Adama Dieng urged Europe's center-left to do more to oppose a resurgence of xenophobia, alluding to a spreading backlash over an influx of migrants since 2015 that propelled far-right populists into national parliaments across Europe.

"We cannot allow human beings to be treated the way they are being treated. The signs of the '30s are resurfacing," Dieng, a Senegalese lawyer, told a media briefing in Geneva.

"Unless we are blind or of bad faith, we should admit that it's time to stand up, it is time to speak out."

He cited damage done by "powerful states" pulling out of international commitments, and by anti-immigrant politicians in Hungary and Italy. But he also accused left-wingers of playing cynical political games instead of robustly pushing back against the far Right.
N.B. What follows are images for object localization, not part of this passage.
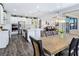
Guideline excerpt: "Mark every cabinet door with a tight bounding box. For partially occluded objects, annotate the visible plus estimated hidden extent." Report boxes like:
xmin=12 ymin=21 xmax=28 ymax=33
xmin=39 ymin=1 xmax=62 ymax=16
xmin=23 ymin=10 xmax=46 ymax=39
xmin=35 ymin=30 xmax=41 ymax=38
xmin=28 ymin=30 xmax=35 ymax=42
xmin=0 ymin=31 xmax=9 ymax=48
xmin=0 ymin=5 xmax=4 ymax=24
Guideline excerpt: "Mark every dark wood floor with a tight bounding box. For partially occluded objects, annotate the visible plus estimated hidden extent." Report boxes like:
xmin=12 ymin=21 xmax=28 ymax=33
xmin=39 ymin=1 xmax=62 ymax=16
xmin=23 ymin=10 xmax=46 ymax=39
xmin=0 ymin=34 xmax=33 ymax=56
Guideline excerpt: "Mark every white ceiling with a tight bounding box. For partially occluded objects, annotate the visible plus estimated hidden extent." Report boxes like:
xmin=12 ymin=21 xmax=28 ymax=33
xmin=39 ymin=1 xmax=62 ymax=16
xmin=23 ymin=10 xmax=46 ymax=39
xmin=64 ymin=10 xmax=79 ymax=18
xmin=3 ymin=3 xmax=77 ymax=17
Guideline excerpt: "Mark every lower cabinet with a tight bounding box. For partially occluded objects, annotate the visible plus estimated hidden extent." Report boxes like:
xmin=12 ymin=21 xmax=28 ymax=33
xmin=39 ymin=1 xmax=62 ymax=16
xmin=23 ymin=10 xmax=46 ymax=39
xmin=22 ymin=29 xmax=43 ymax=43
xmin=0 ymin=31 xmax=9 ymax=48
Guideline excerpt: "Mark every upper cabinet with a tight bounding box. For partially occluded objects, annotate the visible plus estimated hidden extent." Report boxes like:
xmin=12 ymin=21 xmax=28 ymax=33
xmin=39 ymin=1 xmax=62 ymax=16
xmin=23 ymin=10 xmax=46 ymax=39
xmin=0 ymin=4 xmax=4 ymax=25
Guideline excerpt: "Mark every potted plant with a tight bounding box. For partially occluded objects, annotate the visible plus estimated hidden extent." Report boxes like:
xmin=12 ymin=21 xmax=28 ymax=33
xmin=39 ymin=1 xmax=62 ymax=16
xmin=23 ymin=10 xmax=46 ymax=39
xmin=58 ymin=29 xmax=64 ymax=38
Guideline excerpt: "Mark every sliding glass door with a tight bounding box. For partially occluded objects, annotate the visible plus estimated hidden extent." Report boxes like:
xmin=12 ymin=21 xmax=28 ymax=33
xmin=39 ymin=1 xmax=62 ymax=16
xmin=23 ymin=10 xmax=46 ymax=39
xmin=69 ymin=18 xmax=78 ymax=30
xmin=65 ymin=16 xmax=78 ymax=32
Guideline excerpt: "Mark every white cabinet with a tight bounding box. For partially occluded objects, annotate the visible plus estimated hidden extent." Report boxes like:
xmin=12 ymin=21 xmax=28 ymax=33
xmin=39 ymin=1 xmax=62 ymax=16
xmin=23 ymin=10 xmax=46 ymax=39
xmin=27 ymin=29 xmax=43 ymax=42
xmin=22 ymin=28 xmax=43 ymax=42
xmin=0 ymin=5 xmax=4 ymax=24
xmin=0 ymin=31 xmax=9 ymax=48
xmin=3 ymin=24 xmax=11 ymax=38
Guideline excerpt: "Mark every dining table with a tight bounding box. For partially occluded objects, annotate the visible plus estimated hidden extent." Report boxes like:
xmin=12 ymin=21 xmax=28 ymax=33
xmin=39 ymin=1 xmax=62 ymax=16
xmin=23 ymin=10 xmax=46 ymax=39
xmin=41 ymin=34 xmax=79 ymax=56
xmin=69 ymin=30 xmax=79 ymax=36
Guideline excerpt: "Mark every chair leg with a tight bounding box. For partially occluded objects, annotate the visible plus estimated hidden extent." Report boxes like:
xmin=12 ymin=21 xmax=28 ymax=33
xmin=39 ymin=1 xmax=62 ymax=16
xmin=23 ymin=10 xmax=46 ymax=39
xmin=73 ymin=48 xmax=78 ymax=56
xmin=68 ymin=53 xmax=70 ymax=56
xmin=68 ymin=50 xmax=71 ymax=56
xmin=75 ymin=48 xmax=78 ymax=56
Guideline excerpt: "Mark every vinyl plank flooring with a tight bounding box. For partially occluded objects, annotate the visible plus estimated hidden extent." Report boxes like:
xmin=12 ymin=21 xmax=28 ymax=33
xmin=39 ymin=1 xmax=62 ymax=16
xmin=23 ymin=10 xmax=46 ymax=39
xmin=0 ymin=35 xmax=33 ymax=56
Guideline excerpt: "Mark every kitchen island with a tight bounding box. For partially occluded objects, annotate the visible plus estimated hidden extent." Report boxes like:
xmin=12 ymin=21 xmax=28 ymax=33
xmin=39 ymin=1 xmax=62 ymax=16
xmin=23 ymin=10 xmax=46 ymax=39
xmin=22 ymin=28 xmax=43 ymax=42
xmin=0 ymin=30 xmax=9 ymax=48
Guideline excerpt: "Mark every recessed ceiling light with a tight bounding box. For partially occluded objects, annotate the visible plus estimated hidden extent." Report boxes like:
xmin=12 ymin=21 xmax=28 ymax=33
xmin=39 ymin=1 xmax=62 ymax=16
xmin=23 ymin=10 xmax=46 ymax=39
xmin=36 ymin=5 xmax=39 ymax=9
xmin=14 ymin=9 xmax=16 ymax=11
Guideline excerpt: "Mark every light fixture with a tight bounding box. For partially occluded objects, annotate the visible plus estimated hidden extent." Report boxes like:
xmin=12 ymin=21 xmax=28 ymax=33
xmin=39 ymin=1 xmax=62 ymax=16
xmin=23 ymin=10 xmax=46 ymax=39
xmin=36 ymin=5 xmax=39 ymax=9
xmin=14 ymin=9 xmax=16 ymax=11
xmin=56 ymin=4 xmax=66 ymax=23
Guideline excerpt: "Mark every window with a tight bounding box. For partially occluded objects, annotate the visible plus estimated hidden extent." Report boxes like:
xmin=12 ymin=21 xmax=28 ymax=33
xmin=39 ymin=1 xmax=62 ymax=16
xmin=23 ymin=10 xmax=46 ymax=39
xmin=65 ymin=16 xmax=78 ymax=30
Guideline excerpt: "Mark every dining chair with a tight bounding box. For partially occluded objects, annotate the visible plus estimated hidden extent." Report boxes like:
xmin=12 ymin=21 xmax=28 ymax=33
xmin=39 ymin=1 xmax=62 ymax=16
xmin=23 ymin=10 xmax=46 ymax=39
xmin=29 ymin=36 xmax=45 ymax=56
xmin=60 ymin=37 xmax=79 ymax=56
xmin=68 ymin=38 xmax=79 ymax=56
xmin=74 ymin=38 xmax=79 ymax=56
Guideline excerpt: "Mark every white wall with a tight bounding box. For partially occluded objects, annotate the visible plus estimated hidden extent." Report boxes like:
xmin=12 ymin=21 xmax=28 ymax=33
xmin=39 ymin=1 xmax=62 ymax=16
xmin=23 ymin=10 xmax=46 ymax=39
xmin=10 ymin=17 xmax=20 ymax=24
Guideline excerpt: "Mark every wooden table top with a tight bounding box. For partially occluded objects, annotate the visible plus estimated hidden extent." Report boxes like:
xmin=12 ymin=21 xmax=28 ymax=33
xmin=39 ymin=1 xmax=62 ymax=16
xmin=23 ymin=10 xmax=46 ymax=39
xmin=69 ymin=30 xmax=79 ymax=36
xmin=41 ymin=34 xmax=79 ymax=55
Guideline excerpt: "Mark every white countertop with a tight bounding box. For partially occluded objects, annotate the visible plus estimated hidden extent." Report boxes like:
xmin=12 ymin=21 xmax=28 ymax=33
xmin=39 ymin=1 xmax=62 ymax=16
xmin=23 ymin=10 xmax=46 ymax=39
xmin=26 ymin=28 xmax=44 ymax=31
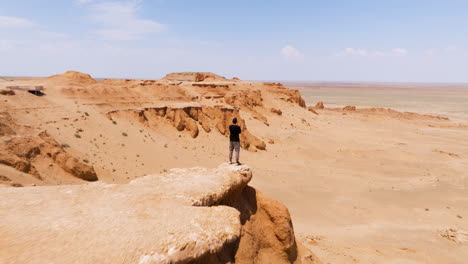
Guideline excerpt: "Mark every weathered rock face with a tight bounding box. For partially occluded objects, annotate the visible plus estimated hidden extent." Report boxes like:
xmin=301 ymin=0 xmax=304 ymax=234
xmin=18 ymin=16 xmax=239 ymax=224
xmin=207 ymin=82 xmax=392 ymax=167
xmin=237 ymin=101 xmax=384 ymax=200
xmin=0 ymin=152 xmax=40 ymax=179
xmin=224 ymin=186 xmax=318 ymax=264
xmin=224 ymin=90 xmax=269 ymax=124
xmin=225 ymin=90 xmax=264 ymax=109
xmin=163 ymin=72 xmax=229 ymax=82
xmin=271 ymin=108 xmax=283 ymax=116
xmin=0 ymin=89 xmax=15 ymax=95
xmin=0 ymin=164 xmax=319 ymax=264
xmin=0 ymin=131 xmax=98 ymax=182
xmin=342 ymin=105 xmax=356 ymax=111
xmin=307 ymin=107 xmax=319 ymax=115
xmin=106 ymin=105 xmax=267 ymax=151
xmin=314 ymin=102 xmax=325 ymax=109
xmin=283 ymin=89 xmax=306 ymax=108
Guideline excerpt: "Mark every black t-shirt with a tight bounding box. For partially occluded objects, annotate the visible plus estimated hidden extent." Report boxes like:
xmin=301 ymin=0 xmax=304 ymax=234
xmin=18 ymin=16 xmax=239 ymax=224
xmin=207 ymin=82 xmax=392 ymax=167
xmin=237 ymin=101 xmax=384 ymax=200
xmin=229 ymin=124 xmax=241 ymax=142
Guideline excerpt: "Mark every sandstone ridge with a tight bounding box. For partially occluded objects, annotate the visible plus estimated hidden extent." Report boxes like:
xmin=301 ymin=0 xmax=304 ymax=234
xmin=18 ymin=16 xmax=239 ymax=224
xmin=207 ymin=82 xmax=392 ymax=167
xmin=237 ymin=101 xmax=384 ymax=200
xmin=0 ymin=164 xmax=319 ymax=264
xmin=106 ymin=104 xmax=266 ymax=151
xmin=163 ymin=72 xmax=229 ymax=82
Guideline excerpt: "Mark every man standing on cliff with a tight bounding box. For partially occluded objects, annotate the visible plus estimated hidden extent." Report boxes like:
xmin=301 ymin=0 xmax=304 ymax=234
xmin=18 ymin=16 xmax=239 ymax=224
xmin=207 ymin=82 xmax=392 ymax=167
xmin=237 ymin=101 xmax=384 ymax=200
xmin=229 ymin=118 xmax=242 ymax=165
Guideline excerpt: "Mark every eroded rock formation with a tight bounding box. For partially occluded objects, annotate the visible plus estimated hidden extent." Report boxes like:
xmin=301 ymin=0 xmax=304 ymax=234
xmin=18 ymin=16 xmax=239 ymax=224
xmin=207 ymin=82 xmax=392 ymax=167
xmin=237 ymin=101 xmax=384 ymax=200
xmin=271 ymin=108 xmax=283 ymax=116
xmin=0 ymin=89 xmax=15 ymax=95
xmin=163 ymin=72 xmax=229 ymax=82
xmin=0 ymin=164 xmax=318 ymax=264
xmin=314 ymin=102 xmax=325 ymax=109
xmin=0 ymin=131 xmax=98 ymax=182
xmin=342 ymin=105 xmax=356 ymax=111
xmin=106 ymin=104 xmax=266 ymax=151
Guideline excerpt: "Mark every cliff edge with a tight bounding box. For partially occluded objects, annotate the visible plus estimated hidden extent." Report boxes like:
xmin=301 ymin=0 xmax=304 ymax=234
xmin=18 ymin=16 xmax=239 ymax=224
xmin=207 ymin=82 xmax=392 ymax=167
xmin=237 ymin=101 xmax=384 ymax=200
xmin=0 ymin=164 xmax=320 ymax=264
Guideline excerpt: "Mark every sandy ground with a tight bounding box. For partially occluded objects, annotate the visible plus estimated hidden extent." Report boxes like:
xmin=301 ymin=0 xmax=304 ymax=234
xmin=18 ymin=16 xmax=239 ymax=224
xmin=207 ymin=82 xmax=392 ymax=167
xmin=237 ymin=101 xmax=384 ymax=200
xmin=251 ymin=83 xmax=468 ymax=264
xmin=1 ymin=74 xmax=467 ymax=263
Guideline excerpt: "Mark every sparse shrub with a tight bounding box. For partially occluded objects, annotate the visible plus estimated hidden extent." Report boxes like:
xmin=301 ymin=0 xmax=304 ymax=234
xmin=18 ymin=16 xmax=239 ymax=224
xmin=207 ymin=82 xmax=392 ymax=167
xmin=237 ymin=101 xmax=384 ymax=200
xmin=74 ymin=134 xmax=81 ymax=138
xmin=84 ymin=112 xmax=89 ymax=116
xmin=77 ymin=128 xmax=83 ymax=132
xmin=122 ymin=132 xmax=128 ymax=137
xmin=164 ymin=144 xmax=168 ymax=148
xmin=83 ymin=159 xmax=89 ymax=163
xmin=61 ymin=143 xmax=70 ymax=148
xmin=112 ymin=120 xmax=117 ymax=125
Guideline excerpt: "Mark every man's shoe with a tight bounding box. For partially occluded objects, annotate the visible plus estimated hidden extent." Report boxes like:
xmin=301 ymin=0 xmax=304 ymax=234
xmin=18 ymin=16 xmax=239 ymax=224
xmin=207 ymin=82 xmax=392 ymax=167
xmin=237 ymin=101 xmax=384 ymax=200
xmin=236 ymin=161 xmax=242 ymax=165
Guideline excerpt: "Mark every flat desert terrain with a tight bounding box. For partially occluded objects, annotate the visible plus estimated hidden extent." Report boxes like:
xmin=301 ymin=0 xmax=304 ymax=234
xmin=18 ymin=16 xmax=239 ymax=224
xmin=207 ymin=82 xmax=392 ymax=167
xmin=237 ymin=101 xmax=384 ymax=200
xmin=1 ymin=73 xmax=467 ymax=263
xmin=256 ymin=82 xmax=468 ymax=263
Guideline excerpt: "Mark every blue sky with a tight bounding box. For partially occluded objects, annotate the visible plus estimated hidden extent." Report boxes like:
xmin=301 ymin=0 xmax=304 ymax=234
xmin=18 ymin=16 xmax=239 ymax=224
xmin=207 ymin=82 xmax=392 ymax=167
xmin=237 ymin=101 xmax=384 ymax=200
xmin=1 ymin=0 xmax=467 ymax=82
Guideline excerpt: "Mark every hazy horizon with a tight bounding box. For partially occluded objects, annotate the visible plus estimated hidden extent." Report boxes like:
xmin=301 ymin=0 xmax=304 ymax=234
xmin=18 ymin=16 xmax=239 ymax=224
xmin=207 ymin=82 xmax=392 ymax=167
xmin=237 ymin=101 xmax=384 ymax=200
xmin=3 ymin=73 xmax=468 ymax=86
xmin=2 ymin=1 xmax=468 ymax=82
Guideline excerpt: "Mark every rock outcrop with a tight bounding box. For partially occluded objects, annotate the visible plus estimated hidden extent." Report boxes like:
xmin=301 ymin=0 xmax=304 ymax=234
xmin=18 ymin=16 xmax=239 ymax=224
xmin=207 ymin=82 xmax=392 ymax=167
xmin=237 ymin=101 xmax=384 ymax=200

He praised three female leaders – Germany's Angela Merkel, Bangladesh's Sheikh Hasina and New Zealand's Jacinda Ardern – for taking political risks by standing up for migrants and ethnic minorities.

Dieng also took issue with critical remarks about Muslim burqas made last August by former British Foreign Secretary Boris Johnson, saying the comments had been taken seriously by extremists who assaulted British Muslim women.

"This shows exactly how dangerous it is when someone who is in a position of leadership, who can influence, is using a discourse which can impact terribly on the lives, the security and the safety of human beings."

Dieng was a strong critic of China's Tibet policy in the 1990s when he led the independent International Commission of Jurists. His tenure as the U.N. genocide envoy since 2012 has coincided with a rash of Middle East and African wars and refugee crises, and U.N. genocide inquiries in Iraq and Myanmar.

Asked about growing international condemnation of China's treatment of Muslim Uighurs in Xinjiang, where activists say more than 1 million people are being detained, Dieng said he hoped China would let him visit to find out for himself.

"So far … the position of the Chinese is that these are re-education camps, but I will certainly ask to visit and make my own assessment," he said.